In companies that I have worked in. Patterns of code which produced code bloat were documented as things to avoid as part of the coding standard, and applied during peer review.
your arguments are not very robust. I think the bigger message you are trying to send is "pay more attention to what you are doing." Your main point of avoiding code bloat is sort of a side-note. Why? Very simply because most of the code your process will be executing WILL NOT BE YOUR OWN! Between the objC runtime and Cocoa frameworks, there is enough code bloat for everyone. Nit-picking a high level language's output in assembly does little to make your point, as you detailed yourself. That's compiler territory, and it is no secret that gcc doesn't offer up the tightest code.

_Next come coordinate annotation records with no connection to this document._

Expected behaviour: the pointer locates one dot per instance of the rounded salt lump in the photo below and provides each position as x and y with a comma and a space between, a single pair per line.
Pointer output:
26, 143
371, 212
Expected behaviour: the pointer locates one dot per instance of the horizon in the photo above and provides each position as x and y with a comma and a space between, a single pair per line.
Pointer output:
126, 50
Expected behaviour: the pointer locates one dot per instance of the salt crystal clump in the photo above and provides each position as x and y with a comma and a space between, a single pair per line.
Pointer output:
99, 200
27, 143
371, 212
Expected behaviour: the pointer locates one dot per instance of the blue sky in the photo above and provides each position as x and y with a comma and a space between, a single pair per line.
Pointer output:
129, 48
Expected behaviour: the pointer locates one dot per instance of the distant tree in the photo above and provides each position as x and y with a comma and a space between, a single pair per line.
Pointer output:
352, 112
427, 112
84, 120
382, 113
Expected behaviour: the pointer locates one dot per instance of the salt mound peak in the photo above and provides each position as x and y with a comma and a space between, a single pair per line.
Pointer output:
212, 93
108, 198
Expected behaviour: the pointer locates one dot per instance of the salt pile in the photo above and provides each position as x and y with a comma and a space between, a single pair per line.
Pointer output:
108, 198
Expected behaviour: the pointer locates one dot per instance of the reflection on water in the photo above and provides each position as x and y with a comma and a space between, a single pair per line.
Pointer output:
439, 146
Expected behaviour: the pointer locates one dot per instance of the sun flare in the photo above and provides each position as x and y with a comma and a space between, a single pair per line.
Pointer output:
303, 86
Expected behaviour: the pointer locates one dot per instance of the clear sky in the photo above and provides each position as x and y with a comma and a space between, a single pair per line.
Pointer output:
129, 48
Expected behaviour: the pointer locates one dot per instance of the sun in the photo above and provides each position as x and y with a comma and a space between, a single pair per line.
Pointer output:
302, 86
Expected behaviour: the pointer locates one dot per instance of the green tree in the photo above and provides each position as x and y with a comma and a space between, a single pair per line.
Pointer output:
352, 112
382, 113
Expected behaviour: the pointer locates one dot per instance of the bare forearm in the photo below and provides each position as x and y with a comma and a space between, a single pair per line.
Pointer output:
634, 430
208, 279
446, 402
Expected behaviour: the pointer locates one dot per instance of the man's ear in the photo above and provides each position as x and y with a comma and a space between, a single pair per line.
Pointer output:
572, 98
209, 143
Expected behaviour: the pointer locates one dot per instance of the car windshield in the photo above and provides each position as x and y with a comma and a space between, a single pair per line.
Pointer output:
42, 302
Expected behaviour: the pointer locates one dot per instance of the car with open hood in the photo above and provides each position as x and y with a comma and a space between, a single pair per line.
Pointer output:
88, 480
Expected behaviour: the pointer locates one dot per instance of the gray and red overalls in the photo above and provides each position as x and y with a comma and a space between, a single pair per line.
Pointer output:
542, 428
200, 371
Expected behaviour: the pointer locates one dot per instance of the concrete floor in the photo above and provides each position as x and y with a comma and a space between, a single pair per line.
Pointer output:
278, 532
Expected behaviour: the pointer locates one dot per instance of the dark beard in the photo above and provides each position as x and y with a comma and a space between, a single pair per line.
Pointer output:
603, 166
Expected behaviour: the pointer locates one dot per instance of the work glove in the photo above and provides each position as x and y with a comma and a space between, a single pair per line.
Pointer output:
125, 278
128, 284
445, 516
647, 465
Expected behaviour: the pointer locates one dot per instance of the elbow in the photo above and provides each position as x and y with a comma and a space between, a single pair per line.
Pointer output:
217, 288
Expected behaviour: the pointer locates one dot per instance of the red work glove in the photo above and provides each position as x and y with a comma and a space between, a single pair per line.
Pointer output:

Finally, an extra 100 bytes here or there or everywhere will make a small change in the overall memory footprint of your program when you're looking at it from the standpoint of total number of pages required.
I think the focus of the article should be more on pointing out obvious things not to do in objC code (and perhaps some reasons why), but shying away from the "this costs an extra 80 bytes!!" argument.
" The effect is that if you send a message to a nil object using a selector that's expected to return a boolean, int, float, etc, you'll effectively get NO, 0, 0.0 (respectively) back *because* the appropriate value is already in r3. The effect is the same with the Intel implementation. 'Self' is passed in the EAX register, and EAX is used for the return value. This is -- I believe -- the reason why GCC ensures that Self is the last value that's placed in EAX immediately before the dispatcher call."
Aha. I didn't think about that. Honestly, I try to avoid depending on this activity, to a degree. No, I don't check before [fooObject release]; but I'd avoid {if ([fooString length]) }, using {if ((fooString != nil) && ([fooString length] != 0)) }. The latter, while chattier, is actually faster, safer, etc. True, it uses a couple more bytes. But the checks against 0, if I'm not mistaken simplify out to the same assembly. And a nil will reduce another function call of send_msg. More importantly, here's where you're fighting resistance.
This bit about handling nil sounded familiar. Indeed, it's a really nasty design tradeoff. You don't always get 0 back from a nil call.
http://ridiculousfish.com/blog/archives/2005/05/29/nil/
r3 is 0, true, but r4 (The lower half of a long long return value) is the selector, and fpr1 is the first floating argument in, and the floating result out. And none of the registers have been changed. In other words, for PPCs
- (UInt32) [nil fooInt]; returns 0.
- (UInt64) [nil fooLongLong]; returns (long long)(@selector(fooLongLong)) on 32 bit systems, but 0 on 64-bit systems.
- (float) [nil fooFloat: (float) barArg]; returns barArg.
- (float) [nil fooFloat]; is undefined.
There needs to be a happy medium between tight code and flexible code. And there is a lot of bloated code out there, regardless of language. But if you over-optimize, bad things happen. This isn't to diminish your message. Honestly, I enjoy your articles, despite playing the devil's advocate so often.